Mehdi ve Deccal olayları… Rivayetlere göre bunlar adeta sınırsız güç kullanabilen varlıklardır. Yani onlar arasındaki savaş, bizim bildiğimiz kuvvet muhasebeleri ile bağlantılı değildir. Dünya tam o mücadelenin yaşanacağı bir “kıyamet öncesi”ne doğru mu seyretmektedir? Tam da böyle bir zeminde “Kudüs merkezli bir hilâfet kurulacağı” rivayetleri Hamas dünyasını ne kadar etkilemiştir?
-Bütün bunları değerlendirirken aklı aşan ve fizik ötesi lütuflara mazhar olunacağını ümit etmek bir iman hassasiyeti midir?

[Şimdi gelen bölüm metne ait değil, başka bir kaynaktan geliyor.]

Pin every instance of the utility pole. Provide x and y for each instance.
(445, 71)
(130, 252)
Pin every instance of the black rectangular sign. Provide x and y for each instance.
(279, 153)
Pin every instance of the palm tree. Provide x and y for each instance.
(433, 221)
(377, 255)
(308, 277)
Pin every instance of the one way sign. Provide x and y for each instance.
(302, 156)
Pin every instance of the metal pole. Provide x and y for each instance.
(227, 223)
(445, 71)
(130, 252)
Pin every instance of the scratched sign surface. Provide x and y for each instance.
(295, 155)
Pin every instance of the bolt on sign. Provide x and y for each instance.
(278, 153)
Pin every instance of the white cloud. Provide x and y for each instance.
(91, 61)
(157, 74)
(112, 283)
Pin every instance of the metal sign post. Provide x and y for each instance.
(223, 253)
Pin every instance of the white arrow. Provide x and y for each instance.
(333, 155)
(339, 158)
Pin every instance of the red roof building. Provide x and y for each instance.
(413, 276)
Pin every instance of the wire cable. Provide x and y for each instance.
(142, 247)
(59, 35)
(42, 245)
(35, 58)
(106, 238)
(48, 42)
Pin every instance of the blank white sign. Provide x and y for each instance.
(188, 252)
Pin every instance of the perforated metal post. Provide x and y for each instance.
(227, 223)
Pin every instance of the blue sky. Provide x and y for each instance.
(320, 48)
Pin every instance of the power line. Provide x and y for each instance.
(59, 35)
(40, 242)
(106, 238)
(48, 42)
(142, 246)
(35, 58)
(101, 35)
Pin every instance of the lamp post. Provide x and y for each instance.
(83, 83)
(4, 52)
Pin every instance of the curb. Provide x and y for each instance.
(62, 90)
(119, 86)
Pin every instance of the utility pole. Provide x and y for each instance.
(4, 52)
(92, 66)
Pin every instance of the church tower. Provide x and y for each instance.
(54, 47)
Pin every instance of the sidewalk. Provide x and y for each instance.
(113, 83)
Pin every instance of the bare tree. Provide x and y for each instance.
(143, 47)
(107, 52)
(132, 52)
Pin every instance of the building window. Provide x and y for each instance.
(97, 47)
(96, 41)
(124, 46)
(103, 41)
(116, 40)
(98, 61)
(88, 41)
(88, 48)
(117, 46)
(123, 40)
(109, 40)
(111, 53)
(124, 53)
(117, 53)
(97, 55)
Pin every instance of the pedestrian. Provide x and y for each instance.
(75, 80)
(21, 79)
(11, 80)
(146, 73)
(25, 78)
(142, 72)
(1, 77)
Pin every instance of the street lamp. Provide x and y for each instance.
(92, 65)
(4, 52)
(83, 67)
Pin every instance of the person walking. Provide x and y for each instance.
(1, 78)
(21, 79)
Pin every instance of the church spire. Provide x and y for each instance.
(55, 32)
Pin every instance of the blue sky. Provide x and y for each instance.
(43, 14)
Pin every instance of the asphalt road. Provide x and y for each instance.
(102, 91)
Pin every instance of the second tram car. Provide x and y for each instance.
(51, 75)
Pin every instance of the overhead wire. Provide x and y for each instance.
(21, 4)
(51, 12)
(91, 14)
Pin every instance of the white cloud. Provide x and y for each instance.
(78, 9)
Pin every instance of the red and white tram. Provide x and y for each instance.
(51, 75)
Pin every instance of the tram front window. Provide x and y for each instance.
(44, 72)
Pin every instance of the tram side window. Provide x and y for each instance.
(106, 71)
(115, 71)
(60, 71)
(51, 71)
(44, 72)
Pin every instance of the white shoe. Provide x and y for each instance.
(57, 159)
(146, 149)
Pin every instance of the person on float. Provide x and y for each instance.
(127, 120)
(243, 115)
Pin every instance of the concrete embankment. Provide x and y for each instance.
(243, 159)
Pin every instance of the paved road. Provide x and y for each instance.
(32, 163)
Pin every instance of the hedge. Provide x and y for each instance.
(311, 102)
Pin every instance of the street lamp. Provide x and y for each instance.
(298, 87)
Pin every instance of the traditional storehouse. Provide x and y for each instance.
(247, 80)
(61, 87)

-Bu hafta Cuma namazı için gittiğim camide hoca, ilk rekatta İsra suresinin şu mealdeki ayetlerini okudu:
“Biz Kitapta İsrailoğullarına “Siz yeryüzünde iki kez bozgunculuk çıkaracak ve büyük bir kibre kapılacaksınız.” diye bildirmiştik.
“Nitekim o iki (kargaşa)dan ilkinin zamanı gelince, üzerinize oldukça güçlü ve acımasız kullarımızı¹ gönderdik de onlar (sizi) evlerin aralarına kadar girip araştırdılar. Bu gerçekleşmiş bir sözdü. (İsra, 4-5)

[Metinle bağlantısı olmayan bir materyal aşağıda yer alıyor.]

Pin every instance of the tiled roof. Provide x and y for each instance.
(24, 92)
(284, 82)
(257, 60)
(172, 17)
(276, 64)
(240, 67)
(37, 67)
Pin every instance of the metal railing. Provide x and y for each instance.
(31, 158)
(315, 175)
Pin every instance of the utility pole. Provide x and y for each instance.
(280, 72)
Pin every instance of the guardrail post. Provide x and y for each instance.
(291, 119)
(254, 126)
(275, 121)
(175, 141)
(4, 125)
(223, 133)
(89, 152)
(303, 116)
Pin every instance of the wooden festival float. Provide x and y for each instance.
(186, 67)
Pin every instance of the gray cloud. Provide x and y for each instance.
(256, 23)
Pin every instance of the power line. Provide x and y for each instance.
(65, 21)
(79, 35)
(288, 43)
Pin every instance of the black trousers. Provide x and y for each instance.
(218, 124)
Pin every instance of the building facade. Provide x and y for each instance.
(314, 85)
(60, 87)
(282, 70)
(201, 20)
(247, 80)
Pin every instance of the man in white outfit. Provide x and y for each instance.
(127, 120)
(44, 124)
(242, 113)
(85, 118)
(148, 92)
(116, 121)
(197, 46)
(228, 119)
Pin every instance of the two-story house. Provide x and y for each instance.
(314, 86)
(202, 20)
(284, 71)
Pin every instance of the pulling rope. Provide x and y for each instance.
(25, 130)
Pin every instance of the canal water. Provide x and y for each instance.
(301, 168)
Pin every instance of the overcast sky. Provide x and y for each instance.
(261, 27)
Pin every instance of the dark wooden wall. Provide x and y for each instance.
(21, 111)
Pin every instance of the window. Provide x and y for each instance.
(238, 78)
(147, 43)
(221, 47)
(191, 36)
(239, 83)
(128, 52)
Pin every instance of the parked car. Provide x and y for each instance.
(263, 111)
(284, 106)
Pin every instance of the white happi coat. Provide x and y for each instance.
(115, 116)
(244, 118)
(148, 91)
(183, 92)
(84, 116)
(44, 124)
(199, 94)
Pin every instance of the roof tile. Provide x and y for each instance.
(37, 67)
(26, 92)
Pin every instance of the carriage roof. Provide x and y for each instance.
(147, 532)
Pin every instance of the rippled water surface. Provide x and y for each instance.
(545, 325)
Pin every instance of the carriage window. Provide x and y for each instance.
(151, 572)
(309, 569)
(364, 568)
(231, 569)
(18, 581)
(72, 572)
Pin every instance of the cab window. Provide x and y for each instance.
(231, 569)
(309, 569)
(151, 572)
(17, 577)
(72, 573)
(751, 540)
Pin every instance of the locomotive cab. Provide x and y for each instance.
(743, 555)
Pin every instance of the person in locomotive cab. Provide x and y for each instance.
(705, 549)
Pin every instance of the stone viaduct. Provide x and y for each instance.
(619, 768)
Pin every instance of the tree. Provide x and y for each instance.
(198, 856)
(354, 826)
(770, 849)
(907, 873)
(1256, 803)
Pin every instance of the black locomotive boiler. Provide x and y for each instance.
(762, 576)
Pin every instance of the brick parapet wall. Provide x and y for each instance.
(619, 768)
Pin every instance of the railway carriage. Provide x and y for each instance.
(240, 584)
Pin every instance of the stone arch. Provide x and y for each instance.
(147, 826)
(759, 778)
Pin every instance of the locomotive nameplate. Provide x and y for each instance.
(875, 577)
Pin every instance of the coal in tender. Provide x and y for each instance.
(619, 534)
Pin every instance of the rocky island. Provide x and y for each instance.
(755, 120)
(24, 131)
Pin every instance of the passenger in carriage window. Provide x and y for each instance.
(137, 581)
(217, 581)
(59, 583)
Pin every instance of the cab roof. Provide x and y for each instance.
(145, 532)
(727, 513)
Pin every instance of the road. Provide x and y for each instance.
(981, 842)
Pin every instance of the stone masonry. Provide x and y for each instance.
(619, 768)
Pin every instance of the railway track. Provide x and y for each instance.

İkinci rekatta ise Fetih Suresinden şu ayeti okudu:
“Andolsun, Allah, Peygamberinin rüyasını doğru çıkardı. Allah dilerse, siz güven içinde başlarınızı kazıtmış veya saçlarınızı kısaltmış olarak, korkmadan Mescid-i Haram’a gireceksiniz. Allah, sizin bilmediğinizi bildi ve size bundan başka yakın bir fetih daha verdi.” (Fetih, 27)
Düşündüm: Bu ayetler tam da bugün yaşadığımız olaylarla güncellenen mesajları mı ihtiva ediyor?
Hocaefendi neden onları seçmiş olabilir?
-Son bir soru: Acaba Kur’an’da yer alan “Onlara karşı gücünüzün yettiği kadar kuvvet hazırlayın….”(Enfal, 60) şeklindeki uyarı, üzerinde kafa yorulmayı daha çok hak etmiyor mu?
Herzog’un yürüttüğü akıl asıl İsrail için geçerli
İsrail Cumhurbaşkanı Yitzak Herzog, Gazze ile ilgili olarak “Sorumlu olan orada yaşayan bütün bir ulustur. Sivillerin haberdar olmadığı, olaya dahil olmadığı söylemi doğru değil. Kesinlikle doğru değil. Ayaklanabilirlerdi. Bir darbeyle Gazze’yi ele geçiren o şeytani rejime karşı savaşabilirlerdi” demiş. Şu an yürütülen yok etme politikasının arka planı bu.
Bay Herzog, benzeri bir akıl yürütmenin İsrail ve Yahudi toplumu için de kullanılabileceğini neden aklına getirmiyor? Asıl İsrail’in sivilleri ordunun uzantısı haline getirdiği bir gerçek.